The TIF-NIP program has been around since 1999 and is run by the Chicago Department of Planning and Development and the Neighborhood Housing Services, a Wicker Park-based nonprofit organization that works to help Chicagoans buy, maintain and keep their homes. There are currently 25 TIFs throughout Chicago that have the program.
According to Darris Shaw, NHS’ Director of Construction Services, and Destiny Edmonds, the organization’s loan specialist, the grants are available to owners of single-family and multi-unit homes, so long as they live in the building and the building is located within the Midwest TIF.
Homeowners must be able to show proof of household income and they must have property insurance. Any debt the applicant owes to the City of Chicago must be paid off before they get the grant. If the building ever got a grant through the program, it can’t get another one — not even if the building had since changed owners.
The grants come in multiple levels. There is the basic grant, which can be no more than $12,500 for a single-family home, no more than 417,500 for a 2-flat, no more than $20,000 for a three-flat and no more than $22,500 for a four-flat. Applicants can also get extra money if they are looking to insulate the building and install energy-efficient boilers or furnaces, which can increase the grant up to $16,850 for single-family homes, up to $22,400 for two-flats, up to $25,500 for three-flats and up to $30,500 for four-flats.
For the most part, the grants can only be used for exterior repairs. Up to 30 percent of the grant can be used for interior repairs if the building conditions deteriorated to the point where it’s not livable.
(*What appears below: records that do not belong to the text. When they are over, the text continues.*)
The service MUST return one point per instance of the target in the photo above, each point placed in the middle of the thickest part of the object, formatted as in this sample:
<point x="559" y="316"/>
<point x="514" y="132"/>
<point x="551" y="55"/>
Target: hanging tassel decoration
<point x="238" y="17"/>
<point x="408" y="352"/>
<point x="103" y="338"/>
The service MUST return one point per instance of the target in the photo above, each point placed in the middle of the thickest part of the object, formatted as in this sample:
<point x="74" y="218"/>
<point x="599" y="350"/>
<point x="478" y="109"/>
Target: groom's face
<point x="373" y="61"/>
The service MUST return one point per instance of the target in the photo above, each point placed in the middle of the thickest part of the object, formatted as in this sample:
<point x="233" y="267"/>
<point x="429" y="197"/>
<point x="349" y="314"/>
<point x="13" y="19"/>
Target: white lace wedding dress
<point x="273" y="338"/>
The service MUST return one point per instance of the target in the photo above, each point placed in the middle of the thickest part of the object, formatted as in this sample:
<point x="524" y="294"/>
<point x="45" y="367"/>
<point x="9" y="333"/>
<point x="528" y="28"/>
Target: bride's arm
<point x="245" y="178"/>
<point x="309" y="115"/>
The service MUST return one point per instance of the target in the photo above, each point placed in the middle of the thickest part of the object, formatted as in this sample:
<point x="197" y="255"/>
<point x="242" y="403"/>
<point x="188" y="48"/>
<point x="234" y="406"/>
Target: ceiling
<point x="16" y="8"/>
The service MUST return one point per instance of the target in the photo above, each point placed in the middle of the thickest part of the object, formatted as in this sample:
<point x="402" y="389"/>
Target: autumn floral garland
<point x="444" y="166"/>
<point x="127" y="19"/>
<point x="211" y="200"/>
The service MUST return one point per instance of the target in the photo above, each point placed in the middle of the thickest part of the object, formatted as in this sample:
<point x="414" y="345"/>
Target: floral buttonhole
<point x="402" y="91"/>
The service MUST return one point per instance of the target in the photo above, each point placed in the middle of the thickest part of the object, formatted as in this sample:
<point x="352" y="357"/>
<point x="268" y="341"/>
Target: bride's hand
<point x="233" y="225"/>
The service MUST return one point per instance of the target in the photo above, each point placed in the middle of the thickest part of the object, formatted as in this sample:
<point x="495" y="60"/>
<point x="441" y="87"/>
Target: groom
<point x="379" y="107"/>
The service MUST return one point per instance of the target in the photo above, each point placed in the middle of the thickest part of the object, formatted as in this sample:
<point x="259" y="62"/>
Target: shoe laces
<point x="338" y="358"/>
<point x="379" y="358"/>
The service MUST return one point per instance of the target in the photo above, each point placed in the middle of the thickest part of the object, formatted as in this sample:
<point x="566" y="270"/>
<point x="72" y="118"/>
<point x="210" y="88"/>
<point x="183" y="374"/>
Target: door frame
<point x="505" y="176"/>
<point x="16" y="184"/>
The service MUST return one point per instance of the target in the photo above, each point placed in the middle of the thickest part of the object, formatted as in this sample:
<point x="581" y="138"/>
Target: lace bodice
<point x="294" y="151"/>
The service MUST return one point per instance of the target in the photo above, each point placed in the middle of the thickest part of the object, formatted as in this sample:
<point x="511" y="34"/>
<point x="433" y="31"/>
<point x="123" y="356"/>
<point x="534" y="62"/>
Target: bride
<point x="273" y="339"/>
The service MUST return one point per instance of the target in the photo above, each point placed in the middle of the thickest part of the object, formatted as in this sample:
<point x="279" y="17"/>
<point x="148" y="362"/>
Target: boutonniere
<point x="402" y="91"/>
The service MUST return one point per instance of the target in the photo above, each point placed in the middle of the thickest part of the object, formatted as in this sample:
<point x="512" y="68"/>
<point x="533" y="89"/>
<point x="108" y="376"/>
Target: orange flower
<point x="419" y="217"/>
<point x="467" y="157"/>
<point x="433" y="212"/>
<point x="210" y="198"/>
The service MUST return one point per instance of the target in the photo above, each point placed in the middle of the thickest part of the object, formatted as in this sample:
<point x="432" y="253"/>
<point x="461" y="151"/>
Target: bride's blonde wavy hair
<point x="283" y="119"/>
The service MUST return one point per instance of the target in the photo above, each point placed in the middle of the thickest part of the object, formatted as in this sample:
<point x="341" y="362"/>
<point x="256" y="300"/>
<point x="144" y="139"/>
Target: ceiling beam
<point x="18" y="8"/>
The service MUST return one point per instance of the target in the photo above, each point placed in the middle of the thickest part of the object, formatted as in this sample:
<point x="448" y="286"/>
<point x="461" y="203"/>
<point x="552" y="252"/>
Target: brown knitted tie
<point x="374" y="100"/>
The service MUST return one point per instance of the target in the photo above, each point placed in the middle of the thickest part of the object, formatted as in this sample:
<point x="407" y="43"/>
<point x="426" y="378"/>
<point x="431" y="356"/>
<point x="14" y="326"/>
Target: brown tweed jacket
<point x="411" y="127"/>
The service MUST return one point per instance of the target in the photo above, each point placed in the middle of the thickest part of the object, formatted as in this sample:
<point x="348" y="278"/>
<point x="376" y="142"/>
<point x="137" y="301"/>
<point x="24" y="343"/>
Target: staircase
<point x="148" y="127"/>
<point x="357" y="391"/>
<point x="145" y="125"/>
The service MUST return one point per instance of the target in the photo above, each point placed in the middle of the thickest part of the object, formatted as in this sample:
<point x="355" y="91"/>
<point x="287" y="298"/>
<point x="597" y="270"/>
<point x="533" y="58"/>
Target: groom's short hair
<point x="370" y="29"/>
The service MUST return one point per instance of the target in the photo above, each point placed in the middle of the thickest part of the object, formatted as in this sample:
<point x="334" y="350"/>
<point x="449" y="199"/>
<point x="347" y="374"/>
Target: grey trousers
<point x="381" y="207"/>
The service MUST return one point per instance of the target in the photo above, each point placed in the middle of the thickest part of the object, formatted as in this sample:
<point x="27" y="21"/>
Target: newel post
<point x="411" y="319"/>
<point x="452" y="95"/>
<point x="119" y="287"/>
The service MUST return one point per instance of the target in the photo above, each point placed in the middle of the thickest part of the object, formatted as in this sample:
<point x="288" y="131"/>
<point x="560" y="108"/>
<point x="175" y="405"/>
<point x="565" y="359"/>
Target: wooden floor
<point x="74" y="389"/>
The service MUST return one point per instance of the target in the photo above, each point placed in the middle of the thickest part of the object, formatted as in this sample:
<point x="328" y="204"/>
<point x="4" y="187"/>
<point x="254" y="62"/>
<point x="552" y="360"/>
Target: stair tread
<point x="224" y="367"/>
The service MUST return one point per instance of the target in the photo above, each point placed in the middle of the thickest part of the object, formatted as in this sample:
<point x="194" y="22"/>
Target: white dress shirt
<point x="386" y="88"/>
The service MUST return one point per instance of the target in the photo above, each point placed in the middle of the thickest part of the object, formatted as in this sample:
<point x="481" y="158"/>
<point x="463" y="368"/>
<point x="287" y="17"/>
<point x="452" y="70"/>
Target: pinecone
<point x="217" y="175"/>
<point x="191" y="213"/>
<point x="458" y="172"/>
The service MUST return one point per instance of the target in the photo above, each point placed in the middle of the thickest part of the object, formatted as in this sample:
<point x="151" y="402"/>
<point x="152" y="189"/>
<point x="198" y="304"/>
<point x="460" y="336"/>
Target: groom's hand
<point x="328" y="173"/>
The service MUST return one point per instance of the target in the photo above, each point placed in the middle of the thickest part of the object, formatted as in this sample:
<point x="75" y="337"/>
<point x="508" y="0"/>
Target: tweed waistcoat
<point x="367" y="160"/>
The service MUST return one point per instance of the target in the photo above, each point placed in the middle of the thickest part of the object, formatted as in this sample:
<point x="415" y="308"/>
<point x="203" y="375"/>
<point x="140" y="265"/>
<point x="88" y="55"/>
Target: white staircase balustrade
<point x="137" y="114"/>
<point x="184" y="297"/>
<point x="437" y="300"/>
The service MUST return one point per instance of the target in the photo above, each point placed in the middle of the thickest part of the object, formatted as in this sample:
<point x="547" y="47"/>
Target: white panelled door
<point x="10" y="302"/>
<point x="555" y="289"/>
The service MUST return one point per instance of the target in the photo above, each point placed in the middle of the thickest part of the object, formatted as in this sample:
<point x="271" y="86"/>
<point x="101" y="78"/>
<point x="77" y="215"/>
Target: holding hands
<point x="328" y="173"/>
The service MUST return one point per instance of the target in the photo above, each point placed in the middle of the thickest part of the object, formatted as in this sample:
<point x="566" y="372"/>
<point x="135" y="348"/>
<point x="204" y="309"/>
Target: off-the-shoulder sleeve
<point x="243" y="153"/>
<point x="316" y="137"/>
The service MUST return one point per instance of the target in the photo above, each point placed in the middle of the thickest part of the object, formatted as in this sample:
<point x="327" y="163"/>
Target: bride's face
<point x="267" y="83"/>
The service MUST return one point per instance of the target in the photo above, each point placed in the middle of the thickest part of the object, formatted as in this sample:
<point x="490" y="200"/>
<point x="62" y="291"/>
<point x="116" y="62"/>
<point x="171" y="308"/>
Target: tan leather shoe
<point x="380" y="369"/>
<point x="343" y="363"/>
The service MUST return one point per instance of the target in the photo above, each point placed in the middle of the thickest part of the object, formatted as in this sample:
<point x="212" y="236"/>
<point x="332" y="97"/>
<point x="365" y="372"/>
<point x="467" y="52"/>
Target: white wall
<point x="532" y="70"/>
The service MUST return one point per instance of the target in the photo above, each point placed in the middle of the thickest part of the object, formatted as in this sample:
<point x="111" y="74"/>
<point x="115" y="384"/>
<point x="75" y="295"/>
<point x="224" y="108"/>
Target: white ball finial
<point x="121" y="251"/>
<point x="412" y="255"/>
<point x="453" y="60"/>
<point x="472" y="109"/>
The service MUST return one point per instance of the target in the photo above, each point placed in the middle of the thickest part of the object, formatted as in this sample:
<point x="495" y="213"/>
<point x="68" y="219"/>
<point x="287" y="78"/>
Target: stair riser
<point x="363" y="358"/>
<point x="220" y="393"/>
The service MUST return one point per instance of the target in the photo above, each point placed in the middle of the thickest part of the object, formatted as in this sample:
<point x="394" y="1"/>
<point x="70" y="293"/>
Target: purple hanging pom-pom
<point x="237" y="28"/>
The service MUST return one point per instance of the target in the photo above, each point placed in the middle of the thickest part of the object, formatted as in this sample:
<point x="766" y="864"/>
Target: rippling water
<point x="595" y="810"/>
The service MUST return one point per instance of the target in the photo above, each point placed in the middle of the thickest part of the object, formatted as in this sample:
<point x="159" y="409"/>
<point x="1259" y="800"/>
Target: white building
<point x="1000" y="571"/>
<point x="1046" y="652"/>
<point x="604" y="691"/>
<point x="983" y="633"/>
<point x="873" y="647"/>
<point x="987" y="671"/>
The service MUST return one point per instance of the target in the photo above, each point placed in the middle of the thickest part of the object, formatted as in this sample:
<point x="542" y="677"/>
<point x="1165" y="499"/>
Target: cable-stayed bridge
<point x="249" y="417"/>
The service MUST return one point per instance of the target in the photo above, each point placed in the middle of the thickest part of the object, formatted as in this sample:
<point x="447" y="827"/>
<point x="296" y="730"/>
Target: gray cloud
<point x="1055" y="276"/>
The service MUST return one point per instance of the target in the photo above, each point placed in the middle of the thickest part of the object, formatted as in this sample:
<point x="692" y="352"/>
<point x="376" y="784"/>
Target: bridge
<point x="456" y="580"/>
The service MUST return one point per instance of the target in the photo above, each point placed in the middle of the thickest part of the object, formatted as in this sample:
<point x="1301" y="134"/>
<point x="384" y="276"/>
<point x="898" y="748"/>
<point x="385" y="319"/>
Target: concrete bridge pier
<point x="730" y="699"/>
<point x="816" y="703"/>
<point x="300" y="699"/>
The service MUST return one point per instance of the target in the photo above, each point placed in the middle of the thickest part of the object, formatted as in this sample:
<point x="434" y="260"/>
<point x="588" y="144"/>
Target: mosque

And even then, the owner must be able to show that they can cover whatever costs the grant doesn’t cover out of their own pocket or by getting a loan. Either way, NHS inspects the house before it issues a grant.
Shaw emphasized that the grant isn’t a blank check.
“We will not take a small porch and build a nice party deck,” he said. “If you have a porch that’s not up to code, we’ll get it rebuilt so it’s up to code.”
Shaw also explained that, when they get the grant, home owners must use handymen who are licensed by the City of Chicago and carry liability insurance. Edmonds emphasized that all applicants will be considered.
“It’s not first-come, first-serve,” she said. “We pay until we get zero [in TIF-NIP funding].”
If the program runs out of TIF funds and there are still eligible applicants, they would be put on a waiting list until the funds become available. The order in which they get funds will be decided by lottery.
Applications must be either turned in or faxed to any of NHS offices. The closest office to West Garfield Park is located on the fourth floor of Homan Square’s Nichols Tower, 906 S. Homan. The application must be submitted by Jan. 20, no later than 5:00 p.m.